CIMI has agreed to use SNOMED CT as its primary vocabulary, therefore, SNOMED CT should be used in CIMI models for anything that is in SNOMED CT, and this is where the intentional logic lives in the model. Modeling concepts outside SNOMED that also exist in SNOMED, would violate the CIMI agreement to use SNOMED CT as its primary vocabulary.
In general if you think of the model as being composed of What, When, Who, Where, Why: The "what" is represented by SNOMED CT, whereas the when, who, where and optional why can be represented in the OO "extensional" part of the model.
If we are going to say that patient John Doe was diagnosed with a myocardial infarction on July 26 2012 as observed by EKG and CPK in the emergency room of Kaiser Permanente Fremont Medical Center. The what "myocardial infarction" is represented as a SNOMED code. The who, when, and where is represented in the "extensional model" either in a relational database or an OO model.
In some clinical models you might find words in the model to indicate concepts that exist in SNOMED CT like "systolic blood pressure" or "oral temperature". These words are words expressing the "what" of the model and if the model is to use SNOMED CT according to the CIMI agreement this should not be in the OO part of the model at all because then you would be reinventing SNOMED CT all over again. They should be left entirely to the SNOMED CT "intentional" part of the model.
Both the creation and the querying of mixed models must take place in two steps.
Once you have a well designed model that uses SNOMED CT, you must do the query in two steps. First you do the subsumption search in SNOMED. You can isolate SNOMED, you need nothing but SNOMED for this phase of the query. Let's say you search for all kinds of diseases that are "a disorder of the lung with causative agent mycobacteria". The result of that query gives you a list of SNOMED codes. This is an intermediate result, step one of the two step query. You now take that list and iterate over it saying with an SQL like query. SELECT PATIENTS WHERE DIAGNOSIS_CODE IS IN <<LIST OF RESULTS FROM STEP ONE>>.
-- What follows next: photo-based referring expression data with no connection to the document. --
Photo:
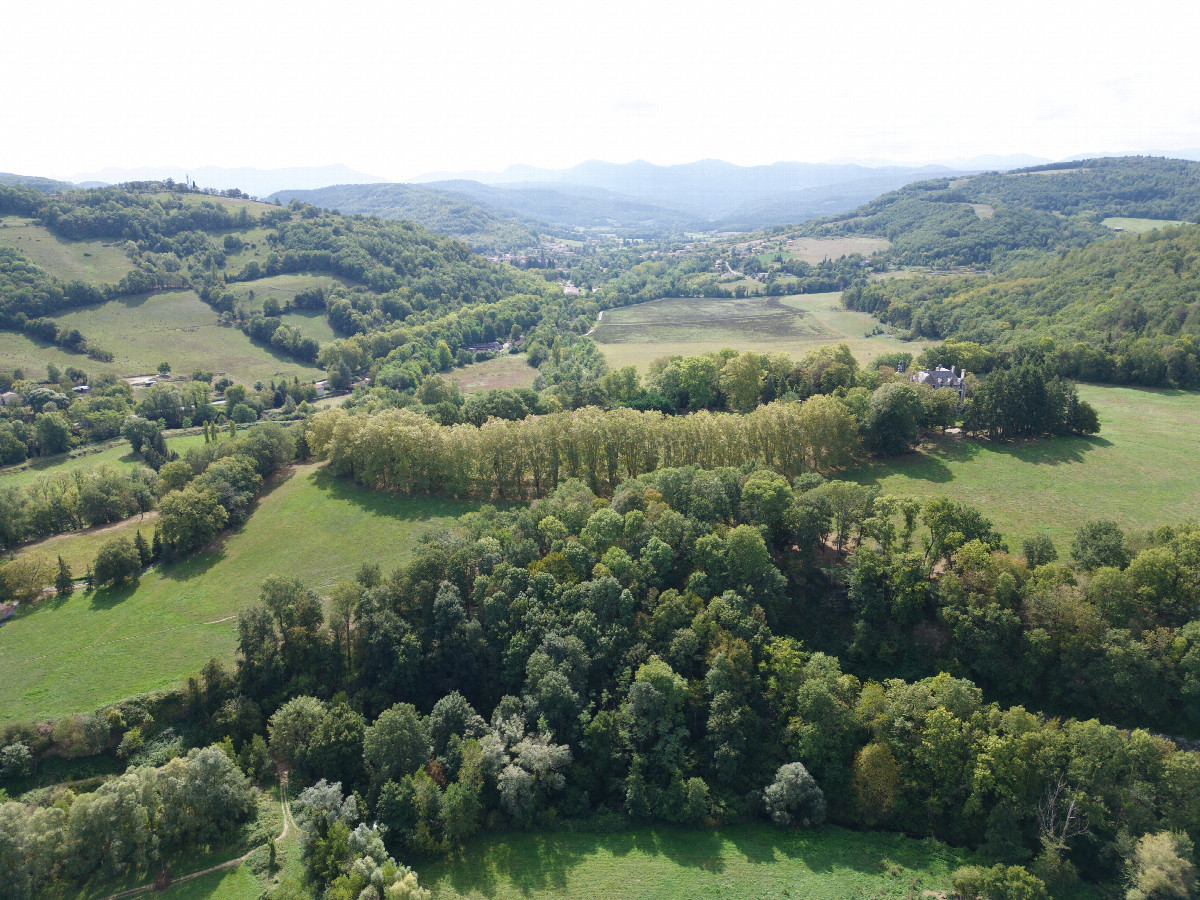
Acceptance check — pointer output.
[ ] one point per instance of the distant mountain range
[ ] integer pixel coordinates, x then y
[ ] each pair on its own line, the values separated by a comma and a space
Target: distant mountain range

In the creation of models there is a similar two step process. First clinicians with the help of an expert modeler, create the models for the conditions the way they understand them. These UML or ADL models will have "what" words in them like "systolic blood pressure" or "pneumonia". This first step of clinical model creation is this step which can be done by clinicians.
These unfinished models then go to experts that replace the "what words" with SNOMED CT concepts. The "what words" may be retained in the finished model, but now they are officially defined as human readable labels for clinicians. The real definition of the model is based on the SNOMED codes that replaced the words and now are the official definition of the "what" part of the what when where who why complete model.